The conversation taking place over the Lego bucket, which I‘ve been tuning out, now holds my rapt attention. I watch Devon’s face.
It’s a normal little boy’s face, except for the long mulberry birthmark across it. The birthmark is not raised, but it’s dark, unmissable. It does not look like a cut or a scrape; it is clearly a birthmark. Anyone who knows what a birthmark is can see that’s what Devon has on his face. But how do you learn what a birthmark is? Particularly an unusual mulberry birthmark.
In my head I’ve called it a mulberry birthmark since I first saw Devon arrive at day camp. I’d read Lord of the Flies that year in AP English class; “mulberry-colored” was the descriptor assigned to the birthmark of the first boy to die.
I liked the book, but I hated the class. All my classmates had known each other for years, it seemed to me. At the end of the school day I crossed the street from the high school to the elementary school, and I watched the kids until their parents could pick them up after work. When school lets out for the summer, I work six hour shifts each weekday for the same program, now rebranded to a day camp. It was the ecosystem that had sustained me while my parents worked, only now it sustains me monetarily – and to some extent, during these summer months, socially.

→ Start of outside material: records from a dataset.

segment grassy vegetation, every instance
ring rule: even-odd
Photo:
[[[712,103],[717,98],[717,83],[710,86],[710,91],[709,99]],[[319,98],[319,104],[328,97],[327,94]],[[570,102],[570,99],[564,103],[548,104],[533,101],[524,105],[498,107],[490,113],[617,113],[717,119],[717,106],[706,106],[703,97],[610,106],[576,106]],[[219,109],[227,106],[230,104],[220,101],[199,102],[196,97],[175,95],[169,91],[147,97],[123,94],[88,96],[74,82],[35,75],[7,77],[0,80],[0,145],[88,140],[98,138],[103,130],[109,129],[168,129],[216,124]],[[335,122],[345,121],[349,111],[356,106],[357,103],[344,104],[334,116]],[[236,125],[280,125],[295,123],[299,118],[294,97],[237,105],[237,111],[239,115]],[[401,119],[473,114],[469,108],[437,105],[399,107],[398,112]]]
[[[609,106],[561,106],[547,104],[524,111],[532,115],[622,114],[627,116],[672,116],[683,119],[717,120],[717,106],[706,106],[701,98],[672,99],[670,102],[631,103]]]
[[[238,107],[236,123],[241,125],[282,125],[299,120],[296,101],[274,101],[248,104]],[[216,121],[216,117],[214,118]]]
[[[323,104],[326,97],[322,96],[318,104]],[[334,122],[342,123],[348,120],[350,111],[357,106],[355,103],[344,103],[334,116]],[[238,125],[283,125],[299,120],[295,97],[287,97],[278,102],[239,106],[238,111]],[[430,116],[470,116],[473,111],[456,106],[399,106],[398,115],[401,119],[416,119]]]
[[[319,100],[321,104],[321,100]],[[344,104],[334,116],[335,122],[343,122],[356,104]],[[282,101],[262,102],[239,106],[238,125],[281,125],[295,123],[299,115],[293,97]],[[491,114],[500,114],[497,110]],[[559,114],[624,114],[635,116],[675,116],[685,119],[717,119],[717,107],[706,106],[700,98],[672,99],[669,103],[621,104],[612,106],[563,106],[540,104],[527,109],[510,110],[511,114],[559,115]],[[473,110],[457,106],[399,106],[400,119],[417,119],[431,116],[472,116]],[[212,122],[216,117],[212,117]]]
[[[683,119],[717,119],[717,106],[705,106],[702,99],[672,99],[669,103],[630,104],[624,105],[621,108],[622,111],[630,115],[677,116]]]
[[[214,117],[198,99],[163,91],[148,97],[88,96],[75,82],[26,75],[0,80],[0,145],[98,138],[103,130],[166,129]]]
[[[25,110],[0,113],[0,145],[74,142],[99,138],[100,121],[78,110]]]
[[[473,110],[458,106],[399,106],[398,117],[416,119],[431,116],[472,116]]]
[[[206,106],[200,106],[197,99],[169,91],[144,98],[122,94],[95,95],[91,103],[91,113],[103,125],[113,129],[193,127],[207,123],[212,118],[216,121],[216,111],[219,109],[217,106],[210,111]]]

John has just as much irregularity to contend with as Devon does. Every other week, John is traded off from mother to father; Mom feels he should be on mood-regulating medication; Dad disagrees. Every time we try to make John get off the computer, he has a full meltdown, in the truest sense of the word. His body melts to the floor, his face melts into tears. Onlookers may pause for a moment to shake their heads, but then move on with their day and pay him little mind. No one asks him what’s wrong with him.
John has an obnoxious voice and a sly smile; he’s a hypocritical tattle-tale. There are dark purple rings around his eyes. When he’s not on the computer, there’s barely a moment that isn’t filled with his chatter. I like him.
At this moment, John is curious about Devon. All the children are. Some will ask, "What’s wrong with your face?”
Then Devon pauses, and he internalizes what he’s heard. After a beat, he lashes out, or he runs away to be alone.
Devon’s not very verbal; he says little except to express basic needs. I teach him hand games, and he delights in them, insisting that we go again and again clapping each other’s hands in pattern and rhythm. He hogs my hands, giving no other impatient child a turn. If I sit cross-legged on the ground, he immediately wants to curl into my lap. Devon doesn’t like to play with other children, just with whatever toys they’re using. I wonder how many times in his life he’ll be asked what’s wrong with his face.
I can see Devon is now internalizing what John’s just asked him. John is surprisingly subtle in his approach; once he’s asked the question, he darts up a look at Devon’s marked face through his ringed eyes, but otherwise casually continues rummaging for the right Lego. Maybe he’s noticed others asking directly, and has ascertained that this is not the way to acquire the information he’s after.
To my astonishment and very great relief, once Devon has finished internalizing, he simply replies, “no,” albeit with slitted eyes, and continues to snap Legos together.
The three of us by the Lego bucket, kids around us, the day camp itself, all exist for a moment of real summer that may even stay with us after. I’ll never know for sure what was internalized; for me, the birthmark will always be on Devon’s face, though a hemangioma may fully disappear by late childhood, leaving behind only what’s invisible.